This is not a blouse that WOWs me. Make no mistake, I enjoyed the sewing especially the sleeves. The pattern is fine. Initially a little big, but the finished garment is not wonderful. The finished garment is one of those plain, basic tops that everyone needs and should be glad to have in their wardrobe.
During fitting, I kept thinking the blouse was wearing me. 15 years ago (back in the 90’s) I did indeed wear styles very similar. I was also 40 pounds heavier. (isn’t that the weight of small child?) Clothing looks and fits differently now. Also I’ve quite gotten accustomed to the closer fit and shorter styles. I started transforming this blouse by adding a belt.

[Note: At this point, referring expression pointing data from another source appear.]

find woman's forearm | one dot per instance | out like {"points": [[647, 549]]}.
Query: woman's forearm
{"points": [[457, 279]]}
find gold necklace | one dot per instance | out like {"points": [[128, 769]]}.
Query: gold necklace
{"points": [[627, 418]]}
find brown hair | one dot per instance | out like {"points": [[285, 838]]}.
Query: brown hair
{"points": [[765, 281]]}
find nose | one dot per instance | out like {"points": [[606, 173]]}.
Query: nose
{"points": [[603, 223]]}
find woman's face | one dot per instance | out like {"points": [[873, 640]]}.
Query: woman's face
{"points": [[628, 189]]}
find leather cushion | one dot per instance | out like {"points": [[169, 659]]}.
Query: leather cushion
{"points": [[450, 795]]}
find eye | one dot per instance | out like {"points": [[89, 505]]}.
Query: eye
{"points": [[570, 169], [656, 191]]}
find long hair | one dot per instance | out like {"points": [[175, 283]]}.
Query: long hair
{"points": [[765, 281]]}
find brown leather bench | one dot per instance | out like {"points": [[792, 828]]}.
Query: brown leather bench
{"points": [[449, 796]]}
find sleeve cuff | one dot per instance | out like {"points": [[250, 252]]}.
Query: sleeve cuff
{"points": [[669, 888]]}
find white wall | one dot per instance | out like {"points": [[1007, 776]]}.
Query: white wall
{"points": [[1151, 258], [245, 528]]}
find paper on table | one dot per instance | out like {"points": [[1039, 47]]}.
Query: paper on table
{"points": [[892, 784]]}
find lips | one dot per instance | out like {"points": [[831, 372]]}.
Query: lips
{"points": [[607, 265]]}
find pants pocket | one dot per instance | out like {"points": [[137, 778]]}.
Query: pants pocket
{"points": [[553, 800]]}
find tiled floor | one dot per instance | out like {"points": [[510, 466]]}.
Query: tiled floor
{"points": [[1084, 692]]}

Helpful, but not the entire answer. I then folded out and stitched about 2.5″ horizontally below that humongous bust dart, and all around my body. Shortening the blouse made a big difference, in my mind.
It still looked like the blouse overwhelming. I took in 1/4″ along the side seams just between bust dart and about 4″ down from the sleeve-armscye. I can’t tell that it helped. I probably need to take out more. At the same time I added these triangular shoulder pads that have been marinating in the stash. They are 3/8″ fat. I prefer the 1/4″ but I had these and they do work with raglan armscyes. I feel like the shoulder pads lifted the shoulder too much and the neckline is now floating away from my body at the shoulder. Not sure what the solution to that is. The pad can’t be moved up higher, it would show in the neckline. It can’t be moved down lower because at that point the pad would be too narrow for the sleeve. For now, it’s such a bland garment, I’m leaving the shoulder pads alone. I felt the sleeves were adding to the “too big” impression and decided to control them a bit. I turn up my hem and inserted 1″ elastic. Finally still wanting the make the blouse shorter, I finished by folding the 1″ hem bias binding completely to the inside making the binding a facing. With the fabric coloring, the bias band makes no impact anyway.
Fit wise, it no longer looks like the blouse is wearing me. The effect of the shoulder pads is subtle and acceptable. Take a look at how the sleeve is bunching on my right arm before looking at the back view:
The mid-back is buckling. Some would immediately call this “sway back”. I know from long experience that I am not sway-back. Usually, I need more room across the butt. This pattern had 3/8″ more pattern across the back then my ABO-Ebb. The ABO-Ebb doesn’t buckle. It floats freely. Why is this buckling? I think it’s the fabric. I think the fabric got moved into a different position and just stayed there. Just like the sleeves didn’t fall back into place, neither did the back. However, recently I read came across a blog article that discusses a half-dozen causes of the mid back buckling. I’m wondering if maybe my tummy doesn’t need more room and is pulling the back because as seen from the side:
My garment is clearly shorter in the center front that the back and there are front-side drag lines. A problem I often experience. For future versions I will remove an additional 2.5″ at the shorten/length line and add a front wedge of about 1/2″ to make the hems even. Still wondering if I need to add more butt room. I think not, because in addition to a curve hem the sides are vented. The butt should be fine.
Not entirely satisfied with the garment, I started playing with my vests. It’s a given I’ll be wearing a vest during the winter, and most of the fall and spring. I may as well see what works, right?
Yes, these work. they cover all the ills of the blouse and coordinate beautifully with the pants. These have the WOW factor the blouse was missing.